Augusto Orrego Luco, años antes, ya habría hablado de la cuestión social en Chile, realzando los elevados índices de mortalidad infantil; y Fanor Velasco reconocerá la existencia del “germen de la revolución social” que modificará las bases económicas de los pueblos. José Francisco Vergara incluso veía en la “guerra venidera” una oportunidad de lucha social con tintes de clase.

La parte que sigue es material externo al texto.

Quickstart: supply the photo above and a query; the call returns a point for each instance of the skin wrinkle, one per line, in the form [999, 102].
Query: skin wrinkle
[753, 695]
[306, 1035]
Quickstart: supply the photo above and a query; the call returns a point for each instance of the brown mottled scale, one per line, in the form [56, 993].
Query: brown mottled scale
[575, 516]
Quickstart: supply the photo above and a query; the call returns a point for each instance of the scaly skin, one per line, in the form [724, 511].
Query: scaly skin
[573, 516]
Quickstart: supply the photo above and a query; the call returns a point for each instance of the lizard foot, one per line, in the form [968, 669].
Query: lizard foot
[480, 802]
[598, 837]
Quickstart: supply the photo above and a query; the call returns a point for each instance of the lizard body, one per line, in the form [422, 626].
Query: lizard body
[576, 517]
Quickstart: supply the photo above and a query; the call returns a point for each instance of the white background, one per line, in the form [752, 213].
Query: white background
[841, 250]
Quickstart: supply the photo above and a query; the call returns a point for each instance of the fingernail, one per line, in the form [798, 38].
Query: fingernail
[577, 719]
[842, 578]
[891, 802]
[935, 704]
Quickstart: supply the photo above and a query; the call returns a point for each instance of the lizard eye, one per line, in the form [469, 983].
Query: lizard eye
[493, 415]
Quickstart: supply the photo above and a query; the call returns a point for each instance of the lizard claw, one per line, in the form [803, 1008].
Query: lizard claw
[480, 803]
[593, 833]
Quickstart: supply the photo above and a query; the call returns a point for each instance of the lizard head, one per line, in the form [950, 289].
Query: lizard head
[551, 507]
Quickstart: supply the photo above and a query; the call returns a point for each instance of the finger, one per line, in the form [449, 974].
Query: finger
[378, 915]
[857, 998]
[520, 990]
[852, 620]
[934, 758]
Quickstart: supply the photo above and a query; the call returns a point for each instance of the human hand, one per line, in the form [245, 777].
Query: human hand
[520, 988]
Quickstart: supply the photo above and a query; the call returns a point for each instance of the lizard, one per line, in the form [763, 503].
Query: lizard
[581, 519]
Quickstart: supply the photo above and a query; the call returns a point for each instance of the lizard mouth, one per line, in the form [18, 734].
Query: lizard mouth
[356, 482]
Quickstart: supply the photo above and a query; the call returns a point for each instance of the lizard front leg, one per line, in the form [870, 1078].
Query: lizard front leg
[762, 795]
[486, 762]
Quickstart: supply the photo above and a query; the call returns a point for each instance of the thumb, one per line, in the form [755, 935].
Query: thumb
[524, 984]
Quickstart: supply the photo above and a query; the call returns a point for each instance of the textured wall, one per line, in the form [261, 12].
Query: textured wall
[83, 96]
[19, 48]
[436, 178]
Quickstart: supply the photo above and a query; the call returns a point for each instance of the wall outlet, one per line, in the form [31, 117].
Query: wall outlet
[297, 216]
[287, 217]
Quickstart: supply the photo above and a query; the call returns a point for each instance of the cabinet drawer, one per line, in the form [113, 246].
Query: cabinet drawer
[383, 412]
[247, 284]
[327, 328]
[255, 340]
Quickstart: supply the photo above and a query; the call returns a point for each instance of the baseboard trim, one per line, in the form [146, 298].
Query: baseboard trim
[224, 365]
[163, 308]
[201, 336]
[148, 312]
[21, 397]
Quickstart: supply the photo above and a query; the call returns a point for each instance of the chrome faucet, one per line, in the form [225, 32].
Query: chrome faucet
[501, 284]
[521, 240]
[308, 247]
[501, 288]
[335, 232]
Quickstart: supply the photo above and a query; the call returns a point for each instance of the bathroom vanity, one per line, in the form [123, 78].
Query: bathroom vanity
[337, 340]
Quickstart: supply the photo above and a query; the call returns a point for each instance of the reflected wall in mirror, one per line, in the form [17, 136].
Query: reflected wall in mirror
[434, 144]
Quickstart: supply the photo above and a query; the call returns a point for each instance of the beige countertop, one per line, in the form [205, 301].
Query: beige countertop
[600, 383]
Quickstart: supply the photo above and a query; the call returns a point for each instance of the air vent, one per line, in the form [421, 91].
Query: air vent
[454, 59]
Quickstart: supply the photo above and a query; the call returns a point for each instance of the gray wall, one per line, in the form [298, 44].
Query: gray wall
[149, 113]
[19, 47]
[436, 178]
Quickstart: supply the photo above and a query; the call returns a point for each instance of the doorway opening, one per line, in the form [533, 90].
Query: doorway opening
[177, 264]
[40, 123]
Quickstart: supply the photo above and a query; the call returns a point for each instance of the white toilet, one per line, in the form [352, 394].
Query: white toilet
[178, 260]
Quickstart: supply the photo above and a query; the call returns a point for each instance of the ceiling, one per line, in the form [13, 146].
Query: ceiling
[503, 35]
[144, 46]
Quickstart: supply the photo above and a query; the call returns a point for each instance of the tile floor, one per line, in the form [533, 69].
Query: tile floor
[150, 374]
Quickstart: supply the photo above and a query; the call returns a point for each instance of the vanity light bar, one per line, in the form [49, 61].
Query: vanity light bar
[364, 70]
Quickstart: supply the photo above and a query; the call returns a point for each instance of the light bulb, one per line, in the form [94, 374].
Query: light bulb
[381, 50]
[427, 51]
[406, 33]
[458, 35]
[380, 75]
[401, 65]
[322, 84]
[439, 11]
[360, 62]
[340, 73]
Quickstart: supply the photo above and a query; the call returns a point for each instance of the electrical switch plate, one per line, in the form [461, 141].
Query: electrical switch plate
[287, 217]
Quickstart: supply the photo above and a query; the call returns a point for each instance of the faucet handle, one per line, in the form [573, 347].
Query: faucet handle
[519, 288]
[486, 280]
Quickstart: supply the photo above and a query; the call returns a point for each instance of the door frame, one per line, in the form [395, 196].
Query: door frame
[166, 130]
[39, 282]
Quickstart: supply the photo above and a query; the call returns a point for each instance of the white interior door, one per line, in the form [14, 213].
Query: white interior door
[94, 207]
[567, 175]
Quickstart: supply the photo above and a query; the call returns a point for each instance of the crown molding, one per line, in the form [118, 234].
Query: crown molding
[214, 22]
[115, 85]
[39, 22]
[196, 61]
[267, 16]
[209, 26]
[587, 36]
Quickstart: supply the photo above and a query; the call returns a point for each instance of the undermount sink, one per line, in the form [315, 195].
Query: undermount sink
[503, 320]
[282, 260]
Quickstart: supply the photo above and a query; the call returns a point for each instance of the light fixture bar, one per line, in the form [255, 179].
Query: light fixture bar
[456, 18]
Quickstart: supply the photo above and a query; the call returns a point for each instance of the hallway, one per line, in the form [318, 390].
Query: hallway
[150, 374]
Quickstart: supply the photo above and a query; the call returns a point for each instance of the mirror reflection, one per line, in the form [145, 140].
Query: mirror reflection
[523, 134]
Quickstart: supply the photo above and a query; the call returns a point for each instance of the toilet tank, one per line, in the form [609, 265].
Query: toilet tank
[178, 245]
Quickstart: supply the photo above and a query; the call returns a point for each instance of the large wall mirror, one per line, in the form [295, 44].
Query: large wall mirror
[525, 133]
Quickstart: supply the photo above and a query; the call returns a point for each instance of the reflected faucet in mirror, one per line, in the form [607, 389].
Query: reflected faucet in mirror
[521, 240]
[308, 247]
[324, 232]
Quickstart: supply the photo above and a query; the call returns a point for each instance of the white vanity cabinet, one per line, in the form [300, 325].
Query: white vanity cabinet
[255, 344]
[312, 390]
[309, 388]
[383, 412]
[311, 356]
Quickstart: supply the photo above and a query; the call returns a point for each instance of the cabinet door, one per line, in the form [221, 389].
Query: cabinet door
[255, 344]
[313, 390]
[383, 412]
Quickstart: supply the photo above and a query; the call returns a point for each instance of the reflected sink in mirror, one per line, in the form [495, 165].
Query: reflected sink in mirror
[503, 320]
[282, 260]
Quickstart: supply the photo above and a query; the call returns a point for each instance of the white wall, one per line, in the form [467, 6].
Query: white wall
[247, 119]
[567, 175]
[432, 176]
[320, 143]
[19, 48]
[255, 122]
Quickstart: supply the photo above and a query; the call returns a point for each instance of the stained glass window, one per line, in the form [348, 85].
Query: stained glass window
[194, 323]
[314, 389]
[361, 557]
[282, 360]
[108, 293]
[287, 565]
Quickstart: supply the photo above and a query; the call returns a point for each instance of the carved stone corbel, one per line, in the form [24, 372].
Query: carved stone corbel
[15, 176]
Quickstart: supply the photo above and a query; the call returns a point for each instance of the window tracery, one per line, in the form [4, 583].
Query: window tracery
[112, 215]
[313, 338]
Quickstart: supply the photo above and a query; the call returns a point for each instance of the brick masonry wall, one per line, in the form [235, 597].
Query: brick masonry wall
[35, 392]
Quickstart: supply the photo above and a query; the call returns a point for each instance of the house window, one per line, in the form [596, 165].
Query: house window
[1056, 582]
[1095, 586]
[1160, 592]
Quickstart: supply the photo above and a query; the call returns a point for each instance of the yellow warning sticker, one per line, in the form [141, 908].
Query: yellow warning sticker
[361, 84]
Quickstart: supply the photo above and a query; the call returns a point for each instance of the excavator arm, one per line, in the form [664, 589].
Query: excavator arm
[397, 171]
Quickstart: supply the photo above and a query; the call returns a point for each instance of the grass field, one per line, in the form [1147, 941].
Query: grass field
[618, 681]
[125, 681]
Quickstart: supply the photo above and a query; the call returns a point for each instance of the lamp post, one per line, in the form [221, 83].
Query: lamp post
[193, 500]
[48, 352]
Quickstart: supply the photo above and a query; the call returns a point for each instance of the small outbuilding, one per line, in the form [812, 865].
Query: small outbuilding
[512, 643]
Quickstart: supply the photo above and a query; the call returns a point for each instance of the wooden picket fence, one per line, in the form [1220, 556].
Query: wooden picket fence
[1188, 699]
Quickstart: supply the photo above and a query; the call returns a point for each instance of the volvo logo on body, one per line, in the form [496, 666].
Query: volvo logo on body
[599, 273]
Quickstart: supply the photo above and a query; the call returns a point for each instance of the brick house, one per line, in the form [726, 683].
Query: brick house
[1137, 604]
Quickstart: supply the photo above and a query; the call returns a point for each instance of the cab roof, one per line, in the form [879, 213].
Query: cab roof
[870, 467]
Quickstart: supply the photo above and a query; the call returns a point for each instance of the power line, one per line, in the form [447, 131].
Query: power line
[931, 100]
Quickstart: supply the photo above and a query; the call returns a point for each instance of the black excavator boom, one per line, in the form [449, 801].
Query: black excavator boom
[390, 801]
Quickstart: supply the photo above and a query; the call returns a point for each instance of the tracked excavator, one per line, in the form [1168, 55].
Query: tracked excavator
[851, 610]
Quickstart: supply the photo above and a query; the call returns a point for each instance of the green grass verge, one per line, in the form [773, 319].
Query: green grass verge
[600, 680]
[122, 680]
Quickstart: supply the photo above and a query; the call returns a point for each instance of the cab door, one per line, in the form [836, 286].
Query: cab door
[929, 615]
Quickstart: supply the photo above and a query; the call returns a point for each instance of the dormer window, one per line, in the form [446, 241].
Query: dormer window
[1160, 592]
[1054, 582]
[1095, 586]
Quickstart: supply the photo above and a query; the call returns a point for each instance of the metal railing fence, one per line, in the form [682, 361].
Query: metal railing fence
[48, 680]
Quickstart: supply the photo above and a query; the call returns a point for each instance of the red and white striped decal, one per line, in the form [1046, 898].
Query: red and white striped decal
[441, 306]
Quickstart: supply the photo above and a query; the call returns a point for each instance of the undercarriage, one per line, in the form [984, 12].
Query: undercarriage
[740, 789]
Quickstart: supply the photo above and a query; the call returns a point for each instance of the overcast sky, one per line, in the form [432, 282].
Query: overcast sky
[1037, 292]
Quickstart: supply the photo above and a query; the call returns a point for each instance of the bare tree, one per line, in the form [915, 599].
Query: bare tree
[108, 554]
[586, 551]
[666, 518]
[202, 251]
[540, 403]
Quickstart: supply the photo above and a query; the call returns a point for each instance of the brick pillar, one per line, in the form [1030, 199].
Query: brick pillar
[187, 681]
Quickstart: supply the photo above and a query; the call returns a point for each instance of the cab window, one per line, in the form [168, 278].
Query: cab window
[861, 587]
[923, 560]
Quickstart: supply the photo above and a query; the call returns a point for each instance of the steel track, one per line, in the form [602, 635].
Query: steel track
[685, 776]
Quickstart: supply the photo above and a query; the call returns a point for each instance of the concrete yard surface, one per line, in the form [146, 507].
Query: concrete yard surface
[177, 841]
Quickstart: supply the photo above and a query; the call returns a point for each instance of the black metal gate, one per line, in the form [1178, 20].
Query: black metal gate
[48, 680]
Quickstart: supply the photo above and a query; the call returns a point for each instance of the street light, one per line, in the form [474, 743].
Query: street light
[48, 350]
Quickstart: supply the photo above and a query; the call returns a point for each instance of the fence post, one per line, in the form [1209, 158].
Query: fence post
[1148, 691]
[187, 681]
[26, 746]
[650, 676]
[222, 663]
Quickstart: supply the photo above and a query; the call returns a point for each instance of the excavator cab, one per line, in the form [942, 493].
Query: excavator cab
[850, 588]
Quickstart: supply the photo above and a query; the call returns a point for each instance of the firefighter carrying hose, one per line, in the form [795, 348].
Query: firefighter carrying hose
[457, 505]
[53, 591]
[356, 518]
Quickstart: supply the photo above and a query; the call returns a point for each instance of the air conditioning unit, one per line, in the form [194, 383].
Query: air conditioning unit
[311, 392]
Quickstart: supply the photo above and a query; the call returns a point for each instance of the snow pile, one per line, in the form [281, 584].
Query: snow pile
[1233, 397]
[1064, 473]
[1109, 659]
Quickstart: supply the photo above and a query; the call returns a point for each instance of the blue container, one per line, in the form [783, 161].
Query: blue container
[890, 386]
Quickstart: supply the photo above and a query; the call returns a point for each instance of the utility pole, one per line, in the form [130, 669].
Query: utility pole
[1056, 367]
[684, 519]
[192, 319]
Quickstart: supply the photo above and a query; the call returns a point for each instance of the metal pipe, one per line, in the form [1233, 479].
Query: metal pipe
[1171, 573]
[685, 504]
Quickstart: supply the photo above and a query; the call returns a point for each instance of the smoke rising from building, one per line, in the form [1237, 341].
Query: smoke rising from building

En esta época ya comenzará el debate sobre cuestiones sociales como el asunto de los salarios. Personajes como Zorobabel Rodríguez defenderán su definición absoluta por el mercado, pero desde los sectores católicas desde esta época se participará en la formación de círculos de obreros. Monseñor Carlos Casanueva, junto con reafirmar el carácter antisocialista de “Rerum Novarum”, subrayará también la importancia del buen trato al obrero, y arzobispos sucesivos se pronunciarán sobre el “deber de pagar un salario justo”. Se comienzan a observar preocupaciones desde un mundo socialcristiano por la cuestión social, también como forma de impedir la propagación del socialismo: se defenderá la intervención estatal en favor del obrero, bajo una óptica de trato familiar. Serán parlamentarios conservadores los que en una medida importante durante los inicios del siglo XX promoverán la legislación social, no sin ello estar precedido por un socialcristianismo enfocado en la beneficencia, y todo sin plantear reformas importantes al régimen parlamentario (Góngora incluso apunta que “el grueso del conservantismo no se interesó a fondo por la cuestión social”, y destaca a ciertos liberales que sí parecen hacerlo, entre ellos Arturo Alessandri).